Scope of the $1 Proposal

  • Many commenters note the title is misleading: the idea is to charge org users on paid plans, not “everyone.”
  • Some think this could raise a meaningful fund (millions/month) and modestly improve sustainability for key projects.
  • Others argue the amount per maintainer would be tiny given the number of projects and developers involved.

Metrics, Abuse, and Perverse Incentives

  • Basing payouts on dependency usage (e.g., mentions in package.json / requirements.txt) is widely criticized:
    • Rewards micro‑packages and transitive “wrapper” dependencies far more than core, hard work.
    • Strong incentive to create spammy packages and push them into dependency trees, especially with AI code‑gen.
  • Static, algorithmic rules are seen as guaranteed to be gamed; examples from NPM, Tea.xyz, and Spotify‑style streaming scams are mentioned.
  • Popularity is not seen as a good proxy for real value, ongoing effort, or security‑critical maintenance.

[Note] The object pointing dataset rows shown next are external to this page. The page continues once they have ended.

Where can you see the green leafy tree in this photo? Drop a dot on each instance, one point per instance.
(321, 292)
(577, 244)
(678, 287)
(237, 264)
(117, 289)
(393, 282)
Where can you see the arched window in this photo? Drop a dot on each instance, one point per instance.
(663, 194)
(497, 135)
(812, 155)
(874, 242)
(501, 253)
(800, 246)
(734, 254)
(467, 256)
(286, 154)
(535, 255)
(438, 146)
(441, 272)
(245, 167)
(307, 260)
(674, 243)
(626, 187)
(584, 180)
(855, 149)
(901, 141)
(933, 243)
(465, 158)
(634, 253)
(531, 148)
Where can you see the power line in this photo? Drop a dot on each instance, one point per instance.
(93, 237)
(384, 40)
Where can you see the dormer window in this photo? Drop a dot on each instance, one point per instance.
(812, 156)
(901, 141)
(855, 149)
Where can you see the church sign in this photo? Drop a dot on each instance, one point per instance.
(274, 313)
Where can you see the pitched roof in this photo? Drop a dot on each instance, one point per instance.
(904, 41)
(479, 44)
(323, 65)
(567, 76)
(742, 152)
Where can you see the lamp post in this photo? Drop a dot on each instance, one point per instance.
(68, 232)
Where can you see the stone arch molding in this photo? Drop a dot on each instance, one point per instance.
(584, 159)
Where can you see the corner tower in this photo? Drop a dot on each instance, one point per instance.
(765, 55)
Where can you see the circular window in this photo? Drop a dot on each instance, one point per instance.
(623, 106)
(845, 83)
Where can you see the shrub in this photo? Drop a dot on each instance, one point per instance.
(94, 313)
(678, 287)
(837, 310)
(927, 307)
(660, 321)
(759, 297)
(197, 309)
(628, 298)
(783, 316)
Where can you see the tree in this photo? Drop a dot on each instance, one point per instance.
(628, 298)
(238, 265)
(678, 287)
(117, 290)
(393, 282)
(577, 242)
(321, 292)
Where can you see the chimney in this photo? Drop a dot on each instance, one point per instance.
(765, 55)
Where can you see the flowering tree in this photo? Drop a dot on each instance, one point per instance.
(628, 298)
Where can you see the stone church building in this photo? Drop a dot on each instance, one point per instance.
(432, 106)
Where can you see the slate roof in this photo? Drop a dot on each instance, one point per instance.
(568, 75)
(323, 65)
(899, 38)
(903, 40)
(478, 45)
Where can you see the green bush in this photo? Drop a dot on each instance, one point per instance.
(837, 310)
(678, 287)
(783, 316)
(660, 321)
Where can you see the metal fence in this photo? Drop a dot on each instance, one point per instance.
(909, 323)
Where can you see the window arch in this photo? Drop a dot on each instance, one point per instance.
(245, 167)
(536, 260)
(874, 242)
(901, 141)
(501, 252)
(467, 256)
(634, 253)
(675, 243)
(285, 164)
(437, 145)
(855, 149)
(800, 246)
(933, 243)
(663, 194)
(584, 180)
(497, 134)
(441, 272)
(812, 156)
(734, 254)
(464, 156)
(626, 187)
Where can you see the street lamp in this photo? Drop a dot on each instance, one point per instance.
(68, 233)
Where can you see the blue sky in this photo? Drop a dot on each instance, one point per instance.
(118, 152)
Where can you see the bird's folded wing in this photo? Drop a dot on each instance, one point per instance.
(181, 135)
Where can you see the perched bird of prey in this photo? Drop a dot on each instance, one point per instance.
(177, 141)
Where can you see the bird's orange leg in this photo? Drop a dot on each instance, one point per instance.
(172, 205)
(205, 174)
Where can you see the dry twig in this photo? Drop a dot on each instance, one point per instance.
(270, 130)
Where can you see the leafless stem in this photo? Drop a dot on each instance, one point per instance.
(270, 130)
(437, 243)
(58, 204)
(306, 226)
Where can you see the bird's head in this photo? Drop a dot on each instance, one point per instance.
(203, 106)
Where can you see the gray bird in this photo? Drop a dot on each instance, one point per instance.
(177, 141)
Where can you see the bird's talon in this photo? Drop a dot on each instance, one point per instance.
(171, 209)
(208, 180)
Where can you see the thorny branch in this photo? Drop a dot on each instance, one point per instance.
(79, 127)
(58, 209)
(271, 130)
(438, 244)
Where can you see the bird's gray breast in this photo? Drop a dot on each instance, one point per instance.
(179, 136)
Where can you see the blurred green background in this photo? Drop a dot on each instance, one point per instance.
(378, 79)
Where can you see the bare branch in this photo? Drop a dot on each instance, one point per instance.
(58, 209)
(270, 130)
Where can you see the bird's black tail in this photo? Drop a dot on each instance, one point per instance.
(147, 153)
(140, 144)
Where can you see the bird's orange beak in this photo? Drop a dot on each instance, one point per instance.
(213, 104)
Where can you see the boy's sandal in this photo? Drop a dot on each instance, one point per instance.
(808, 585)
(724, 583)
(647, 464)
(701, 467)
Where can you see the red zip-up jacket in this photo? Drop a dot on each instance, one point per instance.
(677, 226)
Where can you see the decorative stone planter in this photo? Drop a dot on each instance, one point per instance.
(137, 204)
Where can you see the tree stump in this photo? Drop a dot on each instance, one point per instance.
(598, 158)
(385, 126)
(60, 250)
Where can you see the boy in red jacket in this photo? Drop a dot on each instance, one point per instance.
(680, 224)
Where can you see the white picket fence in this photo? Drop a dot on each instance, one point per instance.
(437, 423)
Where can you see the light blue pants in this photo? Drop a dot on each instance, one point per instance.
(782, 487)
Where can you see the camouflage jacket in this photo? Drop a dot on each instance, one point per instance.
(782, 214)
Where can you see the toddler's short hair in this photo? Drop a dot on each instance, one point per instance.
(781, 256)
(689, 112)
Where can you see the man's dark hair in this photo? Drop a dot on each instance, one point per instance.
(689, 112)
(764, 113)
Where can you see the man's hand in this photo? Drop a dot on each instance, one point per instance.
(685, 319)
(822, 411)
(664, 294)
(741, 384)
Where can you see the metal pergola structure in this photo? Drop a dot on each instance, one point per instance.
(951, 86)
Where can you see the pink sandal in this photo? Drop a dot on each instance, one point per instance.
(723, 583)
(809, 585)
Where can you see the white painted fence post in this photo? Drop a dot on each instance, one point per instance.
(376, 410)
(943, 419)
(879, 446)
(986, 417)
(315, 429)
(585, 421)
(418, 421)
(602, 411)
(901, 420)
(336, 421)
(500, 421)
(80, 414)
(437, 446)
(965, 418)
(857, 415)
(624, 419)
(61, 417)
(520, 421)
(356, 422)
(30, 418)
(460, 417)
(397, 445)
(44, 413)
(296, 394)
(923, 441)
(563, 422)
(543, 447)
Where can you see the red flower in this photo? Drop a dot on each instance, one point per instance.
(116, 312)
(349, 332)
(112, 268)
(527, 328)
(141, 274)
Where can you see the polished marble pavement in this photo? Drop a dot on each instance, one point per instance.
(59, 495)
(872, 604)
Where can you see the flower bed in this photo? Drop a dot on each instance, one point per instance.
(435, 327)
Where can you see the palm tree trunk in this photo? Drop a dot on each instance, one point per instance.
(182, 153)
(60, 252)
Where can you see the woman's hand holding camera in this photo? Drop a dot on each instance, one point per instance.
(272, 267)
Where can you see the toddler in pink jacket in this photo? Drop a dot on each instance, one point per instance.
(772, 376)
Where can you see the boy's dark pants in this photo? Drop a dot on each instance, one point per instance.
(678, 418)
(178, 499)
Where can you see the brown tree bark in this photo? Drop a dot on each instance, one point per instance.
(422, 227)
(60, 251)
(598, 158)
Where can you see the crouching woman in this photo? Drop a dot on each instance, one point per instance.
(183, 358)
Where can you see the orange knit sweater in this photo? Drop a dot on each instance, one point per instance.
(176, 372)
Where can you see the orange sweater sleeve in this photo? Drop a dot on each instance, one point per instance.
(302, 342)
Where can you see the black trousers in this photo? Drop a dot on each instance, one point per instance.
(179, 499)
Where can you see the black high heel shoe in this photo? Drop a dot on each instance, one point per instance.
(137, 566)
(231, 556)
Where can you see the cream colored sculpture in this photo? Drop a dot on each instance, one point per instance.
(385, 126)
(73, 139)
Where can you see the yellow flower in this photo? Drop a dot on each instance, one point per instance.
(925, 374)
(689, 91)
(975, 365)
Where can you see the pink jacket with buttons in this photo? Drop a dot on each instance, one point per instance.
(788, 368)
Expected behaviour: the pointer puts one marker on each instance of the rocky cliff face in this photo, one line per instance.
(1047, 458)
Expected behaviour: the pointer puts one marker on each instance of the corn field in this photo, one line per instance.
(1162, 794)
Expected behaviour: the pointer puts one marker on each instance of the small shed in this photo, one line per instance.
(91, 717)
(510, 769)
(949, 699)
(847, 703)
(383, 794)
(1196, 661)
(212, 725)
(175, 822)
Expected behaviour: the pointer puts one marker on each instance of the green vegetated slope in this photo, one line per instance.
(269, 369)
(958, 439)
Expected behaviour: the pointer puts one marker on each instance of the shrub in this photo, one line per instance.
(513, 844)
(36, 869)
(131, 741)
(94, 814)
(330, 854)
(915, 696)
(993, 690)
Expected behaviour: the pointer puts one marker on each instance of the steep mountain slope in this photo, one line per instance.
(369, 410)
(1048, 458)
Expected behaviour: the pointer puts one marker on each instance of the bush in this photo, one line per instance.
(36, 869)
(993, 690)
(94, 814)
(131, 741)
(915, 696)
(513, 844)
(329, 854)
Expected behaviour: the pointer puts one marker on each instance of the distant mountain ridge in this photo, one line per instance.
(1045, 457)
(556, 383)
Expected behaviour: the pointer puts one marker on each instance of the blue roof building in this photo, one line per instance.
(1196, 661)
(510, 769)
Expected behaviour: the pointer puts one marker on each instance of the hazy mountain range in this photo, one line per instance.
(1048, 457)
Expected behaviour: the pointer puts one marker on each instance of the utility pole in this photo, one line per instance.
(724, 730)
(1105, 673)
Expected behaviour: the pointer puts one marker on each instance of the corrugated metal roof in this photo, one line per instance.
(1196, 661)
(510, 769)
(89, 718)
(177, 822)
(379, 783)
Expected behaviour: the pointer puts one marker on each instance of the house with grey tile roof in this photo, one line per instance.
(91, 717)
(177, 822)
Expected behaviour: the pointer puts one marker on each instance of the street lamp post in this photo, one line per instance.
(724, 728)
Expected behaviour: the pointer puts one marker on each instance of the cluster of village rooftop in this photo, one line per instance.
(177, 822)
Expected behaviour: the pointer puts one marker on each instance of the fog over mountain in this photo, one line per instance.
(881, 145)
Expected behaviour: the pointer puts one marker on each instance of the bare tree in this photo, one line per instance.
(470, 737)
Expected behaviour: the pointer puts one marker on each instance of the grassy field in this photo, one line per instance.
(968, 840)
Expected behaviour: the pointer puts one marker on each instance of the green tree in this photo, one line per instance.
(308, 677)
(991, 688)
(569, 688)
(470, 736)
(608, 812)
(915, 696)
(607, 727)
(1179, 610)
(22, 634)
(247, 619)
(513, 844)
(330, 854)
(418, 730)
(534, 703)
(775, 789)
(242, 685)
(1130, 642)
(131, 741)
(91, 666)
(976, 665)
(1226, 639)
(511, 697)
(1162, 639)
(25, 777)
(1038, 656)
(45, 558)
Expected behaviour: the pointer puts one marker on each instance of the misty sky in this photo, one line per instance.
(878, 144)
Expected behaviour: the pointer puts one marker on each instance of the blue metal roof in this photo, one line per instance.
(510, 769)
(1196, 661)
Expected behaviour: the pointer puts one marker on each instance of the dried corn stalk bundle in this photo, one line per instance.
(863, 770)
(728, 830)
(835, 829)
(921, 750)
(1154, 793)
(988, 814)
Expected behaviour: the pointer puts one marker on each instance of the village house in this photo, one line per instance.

What Open Source “Owes” and Is Owed

  • One camp: FOSS is fundamentally a gift; licenses explicitly say “AS‑IS, NO WARRANTY.”
    • Using it without paying is morally fine; maintainers don’t owe support, features, or fixes.
    • If you want changes or guarantees, you should pay or build it yourself; saying “no” is normal.
  • Other camp: load‑bearing volunteer projects create real risk (burnout, unmaintained, insecure infra).
    • When something becomes critical infrastructure, companies should be expected–or at least strongly nudged–to fund it.
    • Some want mechanisms that make it easier to transition from hobby to funded maintenance without “begging.”

Alternatives to a GitHub Tax

  • Dual/commercial licensing, non‑commercial clauses, or “free for individuals/small biz” models.
  • Direct corporate sponsorships, grants, and public funding; some see OSS as a public good best funded via taxes or government programs.
  • Better use of existing tools (GitHub Sponsors, OpenCollective, npm fund), plus easier org‑level sponsorship workflows.
  • Broader ideas: UBI or stronger safety nets so more people can afford to do uncompensated creative/OSS work.

Centralization, Power, and Microsoft

  • Significant distrust of making Microsoft/GitHub a de facto tax collector and allocator:
    • Risk of capture, enshitification, rent‑seeking, and further lock‑in around a single proprietary hub.
    • Worry that “I pay GitHub, so you owe me” attitudes would worsen entitlement toward maintainers.
  • Some argue Microsoft itself, not users, should be putting a substantial share of its profits into OSS, especially given Copilot and AI trained on public code.